Rede von Dr. Annemarie Renger
  • Parteizugehörigkeit zum Zeitpunkt der Rede: (SPD)
  • Letzte offizielle eingetragene Parteizugehörigkeit: (SPD)
Das Wort hat der Herr Abgeordnete Dr. Emmerlich.

  • insert_commentNächste Rede als Kontext
    Rede von Dr. Alfred Emmerlich


    • Parteizugehörigkeit zum Zeitpunkt der Rede: (SPD)
    • Letzte offizielle eingetragene Parteizugehörigkeit: (SPD)
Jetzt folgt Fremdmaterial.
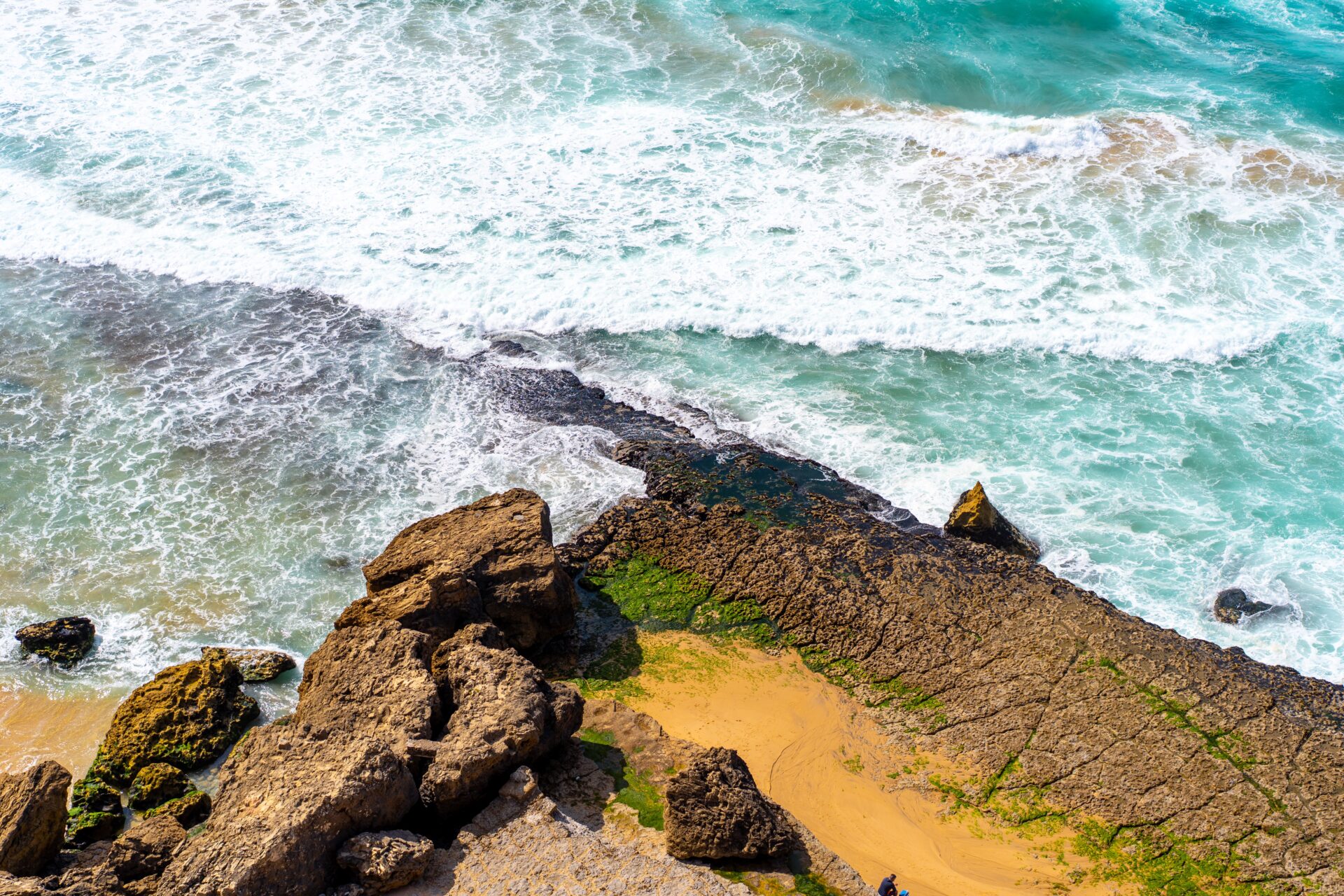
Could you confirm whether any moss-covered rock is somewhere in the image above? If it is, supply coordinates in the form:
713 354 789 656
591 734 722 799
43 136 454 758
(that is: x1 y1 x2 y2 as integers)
129 762 192 808
145 790 212 830
99 657 260 785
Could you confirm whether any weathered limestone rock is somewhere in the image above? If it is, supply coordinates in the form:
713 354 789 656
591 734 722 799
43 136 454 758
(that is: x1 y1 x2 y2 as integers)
158 722 415 896
942 482 1040 560
421 623 583 816
294 622 440 746
336 830 434 893
127 762 192 808
106 816 187 884
363 489 577 650
561 443 1344 893
666 747 798 858
13 617 94 666
1214 589 1274 624
145 790 211 830
97 658 258 785
0 759 70 876
200 648 295 682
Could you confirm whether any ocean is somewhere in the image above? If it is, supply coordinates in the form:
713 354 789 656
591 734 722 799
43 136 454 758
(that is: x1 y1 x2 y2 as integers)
0 0 1344 763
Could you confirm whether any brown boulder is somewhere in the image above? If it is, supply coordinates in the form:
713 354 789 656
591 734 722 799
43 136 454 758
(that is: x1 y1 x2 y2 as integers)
942 482 1040 560
336 830 434 893
363 489 578 650
0 759 70 876
421 624 583 816
98 657 258 785
665 747 798 858
294 622 440 746
158 722 415 896
200 648 295 682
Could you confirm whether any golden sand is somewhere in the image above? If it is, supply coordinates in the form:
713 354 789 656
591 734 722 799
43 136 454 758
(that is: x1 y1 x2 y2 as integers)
621 633 1121 896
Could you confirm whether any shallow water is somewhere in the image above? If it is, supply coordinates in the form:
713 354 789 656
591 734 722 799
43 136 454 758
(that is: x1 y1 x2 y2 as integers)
0 0 1344 774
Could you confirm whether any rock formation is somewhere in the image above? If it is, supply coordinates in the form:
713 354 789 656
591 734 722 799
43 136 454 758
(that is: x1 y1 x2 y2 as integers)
666 747 797 858
336 830 434 893
942 482 1040 560
0 759 70 876
562 440 1344 893
421 623 583 816
13 617 94 666
95 657 258 785
200 648 295 682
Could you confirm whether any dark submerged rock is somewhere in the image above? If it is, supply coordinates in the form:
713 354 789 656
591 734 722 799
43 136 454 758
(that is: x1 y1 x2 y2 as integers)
0 759 70 876
1214 589 1274 624
336 830 434 893
13 617 94 666
666 747 798 858
200 648 295 682
942 482 1040 560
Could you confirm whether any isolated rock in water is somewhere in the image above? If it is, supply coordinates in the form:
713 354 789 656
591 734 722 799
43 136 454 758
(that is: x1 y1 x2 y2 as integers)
145 790 210 830
158 722 416 896
99 657 258 785
127 762 192 808
200 648 295 682
1214 589 1274 624
666 747 798 858
294 622 440 747
942 482 1040 560
336 830 434 893
421 624 583 816
13 617 94 666
0 759 70 876
363 489 578 650
106 816 187 884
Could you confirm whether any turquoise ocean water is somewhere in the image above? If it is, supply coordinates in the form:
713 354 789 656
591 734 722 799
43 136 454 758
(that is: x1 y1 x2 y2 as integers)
0 0 1344 730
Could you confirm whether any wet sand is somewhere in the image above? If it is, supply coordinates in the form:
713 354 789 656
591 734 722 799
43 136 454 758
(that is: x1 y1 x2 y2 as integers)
624 633 1125 896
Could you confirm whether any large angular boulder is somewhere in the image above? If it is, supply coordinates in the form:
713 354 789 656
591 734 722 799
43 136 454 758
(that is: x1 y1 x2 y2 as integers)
0 759 70 876
336 830 434 893
363 489 578 652
95 657 258 785
942 482 1040 560
13 617 94 666
200 648 295 682
665 747 798 858
158 722 416 896
294 622 440 746
419 624 583 816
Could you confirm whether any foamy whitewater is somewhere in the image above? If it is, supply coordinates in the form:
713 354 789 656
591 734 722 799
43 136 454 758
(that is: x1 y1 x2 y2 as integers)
0 0 1344 706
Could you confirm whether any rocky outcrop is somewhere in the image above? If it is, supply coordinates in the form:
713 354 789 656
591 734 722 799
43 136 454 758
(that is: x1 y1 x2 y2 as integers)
421 623 583 816
336 830 434 893
666 747 797 858
0 759 70 876
95 657 258 785
13 617 94 666
1214 589 1274 624
126 762 192 810
561 442 1344 893
200 648 295 682
354 489 577 652
942 482 1040 560
294 622 441 747
159 722 416 896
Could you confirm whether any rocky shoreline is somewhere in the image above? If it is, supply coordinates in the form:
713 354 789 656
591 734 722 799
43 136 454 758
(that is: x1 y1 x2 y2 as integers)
0 351 1344 896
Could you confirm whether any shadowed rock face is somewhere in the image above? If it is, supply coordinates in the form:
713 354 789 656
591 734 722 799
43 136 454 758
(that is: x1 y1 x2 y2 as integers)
942 482 1040 560
0 759 70 876
562 443 1344 893
666 747 798 858
363 489 578 652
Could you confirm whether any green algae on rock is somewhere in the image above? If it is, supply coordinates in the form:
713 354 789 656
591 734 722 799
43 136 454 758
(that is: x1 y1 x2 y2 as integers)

    Frau Präsident! Meine sehr geehrten Damen und Herren! Die Frage der Verjährung hat, wie ich finde, ungewöhnliche Aufmerksamkeit und Anteilnahme im In- und Ausland hervorgerufen. Ich bedaure, daß ich schon in diesem Punkt meinem besonders geschätzten Kollegen Kleinert widersprechen muß.
    Diese ungewöhnliche Aufmerksamkeit und Anteilnahme hängen gewiß mit vielen Umständen zusammen, nicht zuletzt damit, daß uns das Verjährungsproblem erneut in aller Härte mit dem Nationalsozialismus und seinen die menschliche Vorstellungskraft übersteigenden Verbrechen konfrontiert und unvermeidlich zu den Fragen führt: Wie konnte das alles in unserem Land passieren? Was ist eigentlich getan worden, um aus diesem furchtbaren Geschehen die richtigen Folgerungen zu ziehen?
    Bei den Älteren unter uns, die die nationalsozialistische Zeit als Erwachsene erlebt haben, kommt nicht selten die Frage hinzu: Wie hast du dich in der damaligen Zeit verhalten?
    Das Verjährungsproblem wirft darüber hinaus gewiß auch Fragen nach der Legitimation, nach den Möglichkeiten und nach den Grenzen des Strafrechts auf. Manchem wird dabei gegenwärtig, daß politisch motivierte Straftaten in der Geschichte bis in unsere Zeit hinein einer besonderen moralischen und rechtlichen Wertung unterstellt und gleichsam privilegiert worden sind. Ich selbst habe mich des öfteren gefragt, ob dieser Gesichtspunkt auch bei der Verjährung eine Rolle spielt. Was die
    Beratung im Rechtsausschuß anlangt, so gibt es für mich für eine solche Annahme keinerlei Anhaltspunkte.
    Mancher Bürger in unserem Land fragt: Warum verfolgt ihr nur die Verbrechen der Deutschen? Wäre es nicht ein Gebot der Gerechtigkeit, auch die Verbrechen anderer zu verfolgen? Auch diese Fragen muß man ernst nehmen.
    Meine Antwort lautet: Richtig ist, daß es im Zweiten Weltkrieg wie wohl in jedem Krieg auf allen Seiten zu Kriegsverbrechen gekommen ist. Doch die NS-Untaten, mit denen wir es zu tun haben, sind nicht nur während des Kriegs begangen worden, wenn sie auch in ihrer Masse in die Kriegszeit fallen. Bei diesen NS-Verbrechen handelt es sich aber keineswegs um Kriegsverbrechen, also um solche Straftaten, die im Kampf oder im Zusammenhang damit begangen worden sind. Richtig ist ferner, daß politischer Terror noch keineswegs vom Erdball verbannt ist und daß auch heute noch Massenvernichtungen stattfinden, ohne daß die Verantwortlichen in rechtsförmlichen Verfahren zur Rechenschaft gezogen werden. Vermindert dieser Tatbestand aber die Notwendigkeit, sie, die Verantwortlichen, zur Verantwortung zu ziehen? Ich sage: Nein! Im Gegenteil! Dieser Tatbestand unterstreicht die Notwendigkeit, diese Art von Tätern zur Rechenschaft zu ziehen.
    Fordert, meine sehr geehrten Damen und Herren, die Gerechtigkeit denn tatsächlich von uns, daß politische Mörder deshalb von Strafverfolgung freigestellt werden, weil politische Mörder andernorts straffrei ausgehen? Ich sage wiederum: Nein und abermals nein! Denn es wäre geradezu ein Anschlag auf die Gerechtigkeit, wenn schwerste Untaten der NS-Zeit ungesühnt bleiben würden.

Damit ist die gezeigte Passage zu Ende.